Realizando o destaque a esse conteúdo nas aulas de Educação Física nas Escolas de Santa Maria, o Colaborador se questiona sobre os responsáveis pelo que considera ser uma falha nessa disciplina curricular nos últimos anos, ou seja, o acentuado decréscimo das atividades práticas e das competições esportivas nos sistemas de ensino. Assim que não

identifica com clareza se há falta de interesse dos professores de Educação Física nas escolas em estabelecer maior incentivo ao envolvimento dos seus alunos em experiências dessa natureza, se é uma falha pontual por parte do CEFD na formação dos professores, se é um erro de procedimento do Estado ou uma consequência do fenômeno da globalização.

Ainda há o apontamento de que a intervenção direta do CEFD nos espaços escolares ocorria, principalmente, por conta dos estágios dos alunos de graduação, que, em alguns casos, organizavam competições para as crianças no Centro de Educação Física. Nesses casos, antes de serem atividades formais desenvolvidas mediante protocolos e com premiações aos vencedores, estavam mais próximas da realização de brincadeiras com ‘fundo’ competitivo.

De outra forma, especificamente quanto à pós-graduação, em nível de Mestrado e Doutorado, considera ter havido dois problemas importantes e complementares. De um lado, a perspectiva sustentada no desenvolvimento desses cursos era a de não “ficar somente com a visão do CEFD”, sendo oferecidas poucas oportunidades de estudo para os indivíduos vinculados à Instituição. Por outro, com a aposentadoria dos Doutores responsáveis pelas diferentes áreas e linhas de pesquisa “não houve produção de artigos [...] o MEC ‘cortou’ o Mestrado e o Doutorado”. Isso ocorreu muito em função de não se ter formado Doutores substitutos para continuar o trabalho no Programa de Pós-Graduação.

No que se refere à influência exercida pela Ditadura Civil/Militar sobre a Instituição, uma vez que o Centro foi criado e teve considerável desenvolvimento em pleno regime de exceção no país, há a indicação de que o CEFD apresentou bom relacionamento institucional com o governo brasileiro, inclusive porque o [...] “Decano era militar e dentro do grupo de professores da primeira turma havia dois, três ou quatro coronéis, ou da brigada, ou do exército” [...]. O Colaborador indica que toda a organização institucional foi realizada por militares, salientando o fato de sempre ter recebido os materiais solicitados para o desenvolvimento de suas atividades profissionais.
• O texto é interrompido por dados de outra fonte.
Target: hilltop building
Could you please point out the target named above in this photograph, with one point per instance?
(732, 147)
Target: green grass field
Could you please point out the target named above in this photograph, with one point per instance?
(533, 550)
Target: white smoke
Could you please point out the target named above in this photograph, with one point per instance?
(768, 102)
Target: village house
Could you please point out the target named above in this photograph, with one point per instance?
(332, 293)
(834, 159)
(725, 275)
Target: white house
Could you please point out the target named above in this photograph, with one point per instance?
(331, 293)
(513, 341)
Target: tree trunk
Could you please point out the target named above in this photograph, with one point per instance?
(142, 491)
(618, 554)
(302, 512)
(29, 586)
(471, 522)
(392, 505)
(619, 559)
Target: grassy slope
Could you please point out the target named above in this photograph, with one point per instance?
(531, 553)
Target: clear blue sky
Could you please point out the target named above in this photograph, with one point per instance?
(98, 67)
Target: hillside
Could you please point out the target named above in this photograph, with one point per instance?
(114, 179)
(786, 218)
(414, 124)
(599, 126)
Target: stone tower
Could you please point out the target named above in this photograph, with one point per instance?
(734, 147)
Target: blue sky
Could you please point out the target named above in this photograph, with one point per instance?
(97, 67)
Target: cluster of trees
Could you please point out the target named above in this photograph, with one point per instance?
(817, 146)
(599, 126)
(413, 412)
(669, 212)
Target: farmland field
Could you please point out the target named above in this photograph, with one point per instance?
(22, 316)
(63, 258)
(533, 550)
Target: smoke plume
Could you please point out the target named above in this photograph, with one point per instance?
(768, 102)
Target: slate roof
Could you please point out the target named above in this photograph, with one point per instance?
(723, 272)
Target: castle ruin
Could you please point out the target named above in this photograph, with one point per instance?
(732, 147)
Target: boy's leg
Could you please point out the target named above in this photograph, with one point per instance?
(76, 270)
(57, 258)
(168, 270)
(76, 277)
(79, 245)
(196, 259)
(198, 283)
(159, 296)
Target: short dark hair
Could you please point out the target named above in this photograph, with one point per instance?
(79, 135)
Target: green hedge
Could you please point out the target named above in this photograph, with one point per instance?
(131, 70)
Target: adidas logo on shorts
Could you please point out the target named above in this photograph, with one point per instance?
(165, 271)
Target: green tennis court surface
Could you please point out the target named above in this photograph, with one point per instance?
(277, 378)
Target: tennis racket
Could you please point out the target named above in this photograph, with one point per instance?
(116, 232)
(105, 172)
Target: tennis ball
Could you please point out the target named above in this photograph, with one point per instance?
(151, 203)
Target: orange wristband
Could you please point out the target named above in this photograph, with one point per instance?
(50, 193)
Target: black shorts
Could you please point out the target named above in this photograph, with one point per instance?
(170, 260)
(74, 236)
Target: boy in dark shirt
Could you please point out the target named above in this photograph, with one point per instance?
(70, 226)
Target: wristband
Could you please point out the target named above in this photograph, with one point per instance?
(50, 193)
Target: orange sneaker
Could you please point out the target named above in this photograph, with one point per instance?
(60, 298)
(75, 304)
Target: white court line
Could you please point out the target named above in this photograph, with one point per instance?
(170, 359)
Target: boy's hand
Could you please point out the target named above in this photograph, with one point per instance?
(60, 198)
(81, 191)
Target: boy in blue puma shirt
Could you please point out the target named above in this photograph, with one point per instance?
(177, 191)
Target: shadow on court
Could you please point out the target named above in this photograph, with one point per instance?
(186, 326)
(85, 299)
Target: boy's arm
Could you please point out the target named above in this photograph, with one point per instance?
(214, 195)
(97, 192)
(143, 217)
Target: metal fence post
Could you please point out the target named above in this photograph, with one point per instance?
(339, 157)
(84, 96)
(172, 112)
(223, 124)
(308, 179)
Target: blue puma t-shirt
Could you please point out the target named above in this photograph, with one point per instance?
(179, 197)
Aliás, essa consideração ultrapassa a relação com o período da Ditadura e abarca todo o período da sua vida profissional no CEFD.

Por fim, ainda realiza uma ressignificação dos testes de aptidão física, que faziam parte do processo seletivo para ingressar na graduação, habilitando ou eliminando os candidatos à seleção teórica. Nesse caso, embora compreenda que na época em que esses testes eram realizados estavam em consonância com a forma como o curso de Educação Física se organizava, o Colaborador entende que, atualmente, [...] “não há necessidade. [...] todos devem ter o mesmo direito de exercer a profissão da qual gostam!” Sustenta, assim, uma concepção integradora no processo de seleção, salientando os direitos de se estudar a partir das condições pessoais próprias de cada um.